Katsuhiro Harada, noto anche come il padre di Tekken, ha recentemente condiviso quanto sia stato stressante sviluppare il quarto gioco della serie e come sia stato criticato per aver scelto il tono più oscuro e realistico. Modifiche che sono state accolte con reazioni contrastanti da parte dei fan all'epoca e hanno anche portato a una delle valutazioni Metracritic più basse del franchise.
In un post sui social media, Harada parla di quanto si sia sentito isolato durante lo sviluppo e di come gli mancasse completamente il supporto, anche internamente. Ha detto, tra le altre cose, che a volte lo stress diventava così intenso che i peli del suo corpo cadevano. Di conseguenza, ha deciso di prendersi una breve pausa dal lavoro prima dell'inizio della produzione di Tekken 5.
"All'epoca, ero assolutamente bombardato da critiche, non avevo un solo alleato. Nemmeno uno. Questa è una storia ben nota all'interno dell'azienda.
"Ero così stressata in quel momento che ho sviluppato una condizione misteriosa in cui tutti i peli sul lato destro del mio corpo sono caduti, solo il lato destro. Anche i peli sulle braccia, sulle sopracciglia e sulle ciglia sono scomparsi.

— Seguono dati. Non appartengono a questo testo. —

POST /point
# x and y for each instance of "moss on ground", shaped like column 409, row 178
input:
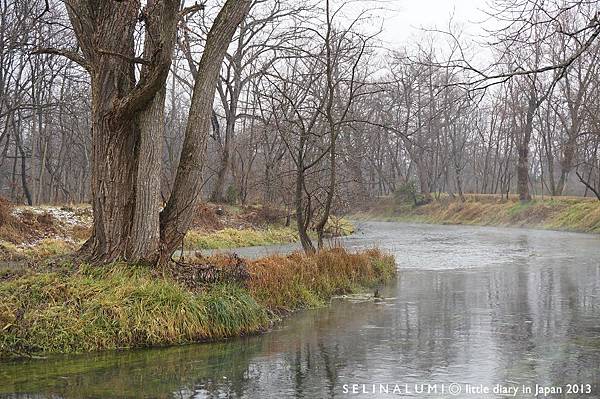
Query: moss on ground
column 68, row 310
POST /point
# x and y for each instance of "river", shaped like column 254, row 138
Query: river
column 477, row 307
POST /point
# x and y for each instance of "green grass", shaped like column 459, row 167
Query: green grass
column 248, row 237
column 560, row 213
column 67, row 310
column 49, row 312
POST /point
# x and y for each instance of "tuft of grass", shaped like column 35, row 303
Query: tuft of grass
column 231, row 238
column 296, row 281
column 568, row 213
column 68, row 310
column 123, row 307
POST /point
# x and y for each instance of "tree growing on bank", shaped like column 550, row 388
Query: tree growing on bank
column 128, row 99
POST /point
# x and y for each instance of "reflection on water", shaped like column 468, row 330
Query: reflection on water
column 471, row 305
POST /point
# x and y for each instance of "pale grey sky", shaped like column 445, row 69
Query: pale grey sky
column 406, row 17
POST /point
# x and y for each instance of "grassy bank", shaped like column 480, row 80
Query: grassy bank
column 265, row 235
column 33, row 233
column 561, row 213
column 232, row 238
column 67, row 310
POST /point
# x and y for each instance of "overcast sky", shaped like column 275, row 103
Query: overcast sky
column 406, row 17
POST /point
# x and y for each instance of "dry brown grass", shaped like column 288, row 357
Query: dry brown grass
column 284, row 283
column 559, row 213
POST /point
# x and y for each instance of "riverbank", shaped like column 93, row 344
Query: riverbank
column 35, row 233
column 574, row 214
column 66, row 309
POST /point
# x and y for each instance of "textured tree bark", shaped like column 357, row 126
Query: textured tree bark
column 127, row 123
column 176, row 218
column 523, row 150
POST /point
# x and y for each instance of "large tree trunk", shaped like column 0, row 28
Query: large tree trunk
column 127, row 123
column 566, row 162
column 176, row 218
column 523, row 150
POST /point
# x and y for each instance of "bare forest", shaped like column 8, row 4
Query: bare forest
column 146, row 108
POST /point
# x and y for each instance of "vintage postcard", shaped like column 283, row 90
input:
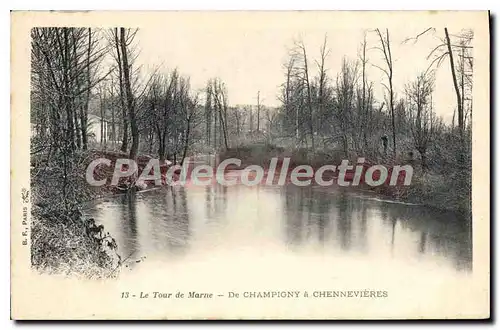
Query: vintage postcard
column 250, row 165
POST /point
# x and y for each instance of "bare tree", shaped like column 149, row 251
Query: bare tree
column 422, row 117
column 385, row 48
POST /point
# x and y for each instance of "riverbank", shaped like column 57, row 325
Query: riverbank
column 445, row 192
column 63, row 240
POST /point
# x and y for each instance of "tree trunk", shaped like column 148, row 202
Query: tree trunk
column 122, row 96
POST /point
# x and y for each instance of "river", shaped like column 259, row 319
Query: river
column 172, row 223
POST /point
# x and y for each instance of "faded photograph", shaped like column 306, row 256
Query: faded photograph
column 271, row 158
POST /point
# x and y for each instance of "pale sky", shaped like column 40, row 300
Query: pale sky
column 248, row 51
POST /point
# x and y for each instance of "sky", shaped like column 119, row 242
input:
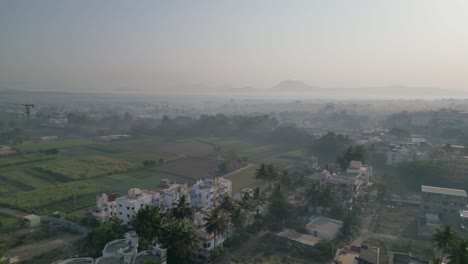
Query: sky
column 154, row 45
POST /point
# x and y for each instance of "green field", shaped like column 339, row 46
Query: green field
column 58, row 144
column 69, row 181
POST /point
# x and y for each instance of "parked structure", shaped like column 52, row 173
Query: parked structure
column 442, row 201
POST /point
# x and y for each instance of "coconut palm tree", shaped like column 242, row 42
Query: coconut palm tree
column 443, row 238
column 183, row 210
column 148, row 223
column 459, row 252
column 180, row 239
column 216, row 222
column 261, row 172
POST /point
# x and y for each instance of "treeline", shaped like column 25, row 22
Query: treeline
column 260, row 128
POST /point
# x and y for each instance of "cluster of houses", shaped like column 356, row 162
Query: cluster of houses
column 203, row 196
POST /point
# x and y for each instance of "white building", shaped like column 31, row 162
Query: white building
column 126, row 207
column 206, row 192
column 403, row 153
column 357, row 169
column 323, row 227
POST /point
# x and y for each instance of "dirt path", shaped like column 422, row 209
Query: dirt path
column 27, row 252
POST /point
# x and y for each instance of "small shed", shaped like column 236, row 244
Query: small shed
column 33, row 220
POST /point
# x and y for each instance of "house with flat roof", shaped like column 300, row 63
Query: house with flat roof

"Ora, ai giorni nostri, i critici hanno tutti dimenticato le loro lamentele, e rimangono solo coloro che vogliono elogiare il gioco. Questo è l'unico motivo per cui viene trattato come un capolavoro. Per me, nel bene e nel male, questo titolo rimane un costante promemoria e una lezione per me stesso".
Nonostante tutte le critiche, Tekken 4 è stato un enorme successo e per molti il gioco è uno dei punti salienti assoluti della serie, in gran parte a causa della sua natura distintiva.